Fast and Precise Sanitizer Analysis with BEK

Web applications often use special string-manipulating sanitizers on untrusted user data, but it is difficult to reason manually about the behavior of these functions, leading to errors. For example, the Internet Explorer cross-site scripting filter turned out to transform some web pages without JavaScript into web pages with valid Java-Script, enabling attacks. In other cases, sanitizers may fail to commute, rendering one order of application safe and the other dangerous. BEK is a language and system for writing sanitizers that enables precise analysis of sanitizer behavior, including checking idempotence, commutativity, and equivalence. For example, BEK can determine if a target string, such as an entry on the XSS Cheat Sheet, is a valid output of a sanitizer. If so, our analysis synthesizes an input string that yields that target.
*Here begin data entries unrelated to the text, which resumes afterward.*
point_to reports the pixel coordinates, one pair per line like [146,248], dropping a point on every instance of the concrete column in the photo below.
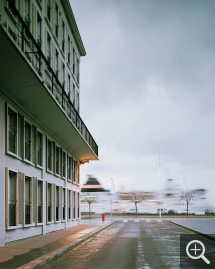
[2,171]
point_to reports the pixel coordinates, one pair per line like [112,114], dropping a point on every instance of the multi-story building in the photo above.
[43,140]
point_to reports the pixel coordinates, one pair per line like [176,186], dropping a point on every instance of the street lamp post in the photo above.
[184,181]
[159,164]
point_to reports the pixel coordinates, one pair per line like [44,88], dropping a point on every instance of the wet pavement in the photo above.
[128,244]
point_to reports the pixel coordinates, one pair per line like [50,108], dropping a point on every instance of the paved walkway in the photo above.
[37,251]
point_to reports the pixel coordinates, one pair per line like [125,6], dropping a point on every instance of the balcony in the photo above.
[27,78]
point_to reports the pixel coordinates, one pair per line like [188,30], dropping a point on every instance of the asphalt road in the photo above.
[135,245]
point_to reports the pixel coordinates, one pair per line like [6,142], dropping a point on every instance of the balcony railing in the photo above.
[40,213]
[19,31]
[27,212]
[12,212]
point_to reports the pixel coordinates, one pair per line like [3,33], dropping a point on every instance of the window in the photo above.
[74,171]
[39,149]
[57,204]
[69,204]
[12,198]
[63,75]
[39,30]
[73,66]
[49,202]
[49,155]
[12,131]
[69,173]
[73,95]
[40,202]
[78,75]
[63,36]
[27,141]
[27,200]
[64,203]
[27,13]
[63,164]
[74,205]
[56,21]
[49,8]
[77,102]
[69,50]
[78,173]
[49,48]
[78,204]
[56,63]
[68,85]
[57,160]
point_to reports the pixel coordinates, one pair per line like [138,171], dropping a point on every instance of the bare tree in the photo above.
[135,197]
[187,196]
[89,199]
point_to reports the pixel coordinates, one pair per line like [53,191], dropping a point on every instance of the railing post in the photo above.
[52,83]
[22,38]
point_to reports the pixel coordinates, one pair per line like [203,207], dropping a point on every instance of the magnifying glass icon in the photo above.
[195,249]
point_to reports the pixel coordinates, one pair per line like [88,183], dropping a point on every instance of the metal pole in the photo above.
[159,191]
[111,208]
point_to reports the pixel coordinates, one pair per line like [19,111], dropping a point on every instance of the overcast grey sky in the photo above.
[147,90]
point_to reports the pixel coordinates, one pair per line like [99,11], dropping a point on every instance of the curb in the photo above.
[193,230]
[42,261]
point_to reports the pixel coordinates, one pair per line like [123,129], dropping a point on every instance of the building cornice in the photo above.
[73,25]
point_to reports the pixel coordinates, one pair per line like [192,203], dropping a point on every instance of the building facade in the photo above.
[43,140]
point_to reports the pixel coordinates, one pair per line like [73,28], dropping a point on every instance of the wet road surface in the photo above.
[128,245]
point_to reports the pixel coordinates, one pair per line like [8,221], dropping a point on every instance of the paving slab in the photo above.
[37,251]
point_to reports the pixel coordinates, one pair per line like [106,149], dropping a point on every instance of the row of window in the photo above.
[25,204]
[52,52]
[26,142]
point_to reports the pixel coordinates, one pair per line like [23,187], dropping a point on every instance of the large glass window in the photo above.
[12,131]
[49,8]
[78,74]
[40,202]
[56,20]
[57,207]
[63,164]
[49,202]
[57,160]
[74,205]
[39,30]
[63,74]
[63,36]
[73,65]
[12,198]
[27,200]
[27,12]
[49,155]
[69,172]
[69,204]
[56,63]
[74,174]
[64,203]
[39,149]
[49,48]
[69,50]
[27,141]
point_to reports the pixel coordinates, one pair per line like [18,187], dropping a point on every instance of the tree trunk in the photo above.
[136,209]
[187,208]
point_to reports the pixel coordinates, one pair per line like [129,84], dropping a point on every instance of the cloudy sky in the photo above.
[147,90]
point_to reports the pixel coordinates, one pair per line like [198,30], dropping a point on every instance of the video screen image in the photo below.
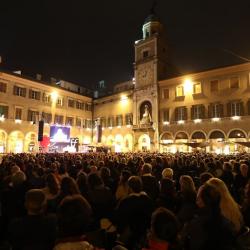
[59,134]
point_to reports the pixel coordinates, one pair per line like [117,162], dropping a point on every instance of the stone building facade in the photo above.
[158,110]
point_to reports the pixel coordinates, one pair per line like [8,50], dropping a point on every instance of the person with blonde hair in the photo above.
[228,206]
[187,198]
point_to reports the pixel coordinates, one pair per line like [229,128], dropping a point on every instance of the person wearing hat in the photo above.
[35,230]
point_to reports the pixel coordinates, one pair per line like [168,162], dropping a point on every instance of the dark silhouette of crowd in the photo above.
[125,201]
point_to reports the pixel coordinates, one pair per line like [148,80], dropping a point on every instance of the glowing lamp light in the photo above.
[217,151]
[54,96]
[124,97]
[235,117]
[216,119]
[197,120]
[188,86]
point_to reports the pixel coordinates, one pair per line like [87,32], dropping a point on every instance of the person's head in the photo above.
[227,166]
[18,178]
[167,187]
[227,204]
[204,177]
[135,184]
[94,180]
[211,165]
[167,173]
[146,169]
[15,169]
[73,214]
[82,177]
[158,160]
[164,225]
[52,184]
[125,175]
[40,172]
[247,194]
[105,173]
[62,170]
[208,196]
[187,184]
[35,200]
[244,169]
[68,187]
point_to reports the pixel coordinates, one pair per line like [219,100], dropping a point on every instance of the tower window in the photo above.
[145,54]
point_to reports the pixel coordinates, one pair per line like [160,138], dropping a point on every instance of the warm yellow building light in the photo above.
[54,96]
[188,86]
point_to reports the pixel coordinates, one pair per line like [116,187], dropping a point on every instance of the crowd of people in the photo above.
[150,201]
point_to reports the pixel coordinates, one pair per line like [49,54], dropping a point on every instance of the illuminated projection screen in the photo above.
[59,134]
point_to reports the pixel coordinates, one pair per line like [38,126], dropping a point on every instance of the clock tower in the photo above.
[152,63]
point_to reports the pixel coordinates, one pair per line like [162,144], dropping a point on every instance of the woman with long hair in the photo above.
[168,197]
[99,197]
[122,189]
[164,231]
[187,197]
[52,187]
[68,187]
[228,206]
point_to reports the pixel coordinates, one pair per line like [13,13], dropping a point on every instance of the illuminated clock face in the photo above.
[145,76]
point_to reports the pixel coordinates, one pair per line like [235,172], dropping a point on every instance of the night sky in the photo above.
[85,42]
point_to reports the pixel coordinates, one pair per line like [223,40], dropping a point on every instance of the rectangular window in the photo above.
[59,101]
[180,114]
[78,122]
[88,123]
[32,115]
[47,117]
[197,88]
[145,54]
[70,121]
[215,111]
[110,121]
[214,85]
[88,107]
[165,94]
[4,111]
[103,122]
[3,87]
[34,94]
[19,91]
[235,109]
[47,98]
[234,82]
[180,91]
[18,114]
[129,119]
[119,120]
[166,116]
[197,112]
[79,105]
[59,119]
[71,103]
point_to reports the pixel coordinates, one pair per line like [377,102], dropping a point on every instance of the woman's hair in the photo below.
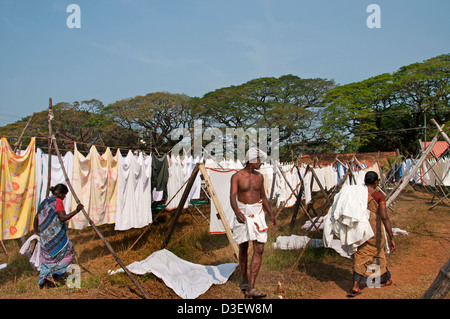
[59,189]
[370,178]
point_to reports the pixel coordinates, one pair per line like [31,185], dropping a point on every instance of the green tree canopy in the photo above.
[154,116]
[388,111]
[288,103]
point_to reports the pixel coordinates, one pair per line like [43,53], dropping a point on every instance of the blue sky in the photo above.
[126,48]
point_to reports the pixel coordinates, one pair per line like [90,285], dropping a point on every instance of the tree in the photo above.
[154,116]
[83,122]
[288,103]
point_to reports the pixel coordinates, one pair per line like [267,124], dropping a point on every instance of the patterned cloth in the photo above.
[17,190]
[57,252]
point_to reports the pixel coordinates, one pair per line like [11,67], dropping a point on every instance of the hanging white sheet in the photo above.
[134,198]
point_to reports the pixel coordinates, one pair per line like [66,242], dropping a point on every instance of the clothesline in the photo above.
[121,189]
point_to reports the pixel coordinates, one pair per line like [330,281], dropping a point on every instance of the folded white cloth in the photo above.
[348,219]
[26,247]
[254,228]
[187,279]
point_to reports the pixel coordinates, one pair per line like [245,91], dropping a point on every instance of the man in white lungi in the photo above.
[248,200]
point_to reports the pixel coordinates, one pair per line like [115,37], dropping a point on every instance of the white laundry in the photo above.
[317,221]
[299,242]
[35,257]
[254,228]
[189,166]
[134,197]
[57,175]
[188,280]
[348,219]
[175,184]
[221,182]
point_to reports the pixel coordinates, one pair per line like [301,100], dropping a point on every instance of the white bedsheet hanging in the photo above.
[348,219]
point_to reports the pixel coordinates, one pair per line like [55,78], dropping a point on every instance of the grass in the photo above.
[317,269]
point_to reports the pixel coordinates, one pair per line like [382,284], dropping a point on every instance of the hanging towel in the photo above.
[221,182]
[175,184]
[95,181]
[57,175]
[17,191]
[187,279]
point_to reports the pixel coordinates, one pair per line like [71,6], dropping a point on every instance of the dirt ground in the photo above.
[320,273]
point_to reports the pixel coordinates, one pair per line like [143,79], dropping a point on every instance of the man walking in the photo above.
[248,200]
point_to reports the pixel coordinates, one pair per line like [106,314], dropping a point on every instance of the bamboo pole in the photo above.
[444,135]
[216,202]
[180,207]
[19,141]
[50,142]
[412,172]
[108,246]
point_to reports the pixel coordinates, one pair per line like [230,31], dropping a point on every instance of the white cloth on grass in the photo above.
[186,279]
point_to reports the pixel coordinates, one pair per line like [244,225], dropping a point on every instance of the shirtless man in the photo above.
[248,199]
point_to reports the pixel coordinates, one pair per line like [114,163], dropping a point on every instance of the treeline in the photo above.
[386,112]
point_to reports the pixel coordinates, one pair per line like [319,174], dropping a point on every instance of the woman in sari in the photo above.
[57,252]
[372,252]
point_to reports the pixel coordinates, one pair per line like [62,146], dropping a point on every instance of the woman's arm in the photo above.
[63,217]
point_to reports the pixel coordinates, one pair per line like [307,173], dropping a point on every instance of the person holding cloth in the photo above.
[56,250]
[372,252]
[248,201]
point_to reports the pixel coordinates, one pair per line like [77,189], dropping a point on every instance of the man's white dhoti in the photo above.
[255,227]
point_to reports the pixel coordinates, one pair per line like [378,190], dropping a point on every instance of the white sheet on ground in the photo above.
[187,279]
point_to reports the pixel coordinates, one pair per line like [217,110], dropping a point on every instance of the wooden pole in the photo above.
[444,135]
[216,202]
[441,284]
[108,246]
[19,141]
[412,172]
[180,207]
[50,141]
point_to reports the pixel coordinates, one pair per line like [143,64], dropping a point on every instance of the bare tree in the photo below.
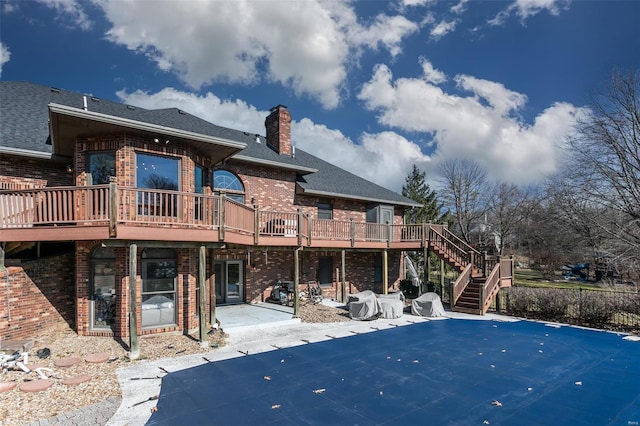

Our language is expressive enough to capture real web sanitizers used in ASP.NET, the Internet Explorer XSS Filter, and the Google AutoEscape framework, which we demonstrate by porting these sanitizers to BEK. Our analyses use a novel symbolic finite automata representation to leverage fast satisfiability modulo theories (SMT) solvers and are quick in practice, taking fewer than two seconds to check the commutativity of the entire set of Internet Exporer XSS filters, between 36 and 39 seconds to check implementations of HTMLEncode against target strings from the XSS Cheat Sheet, and less than ten seconds to check equivalence between all pairs of a set of implementations of HTMLEncode. Programs written in BEK can be compiled to traditional languages such as JavaScript and C#, making it possible for web developers to write sanitizers supported by deep analysis, yet deploy the analyzed code directly to real applications.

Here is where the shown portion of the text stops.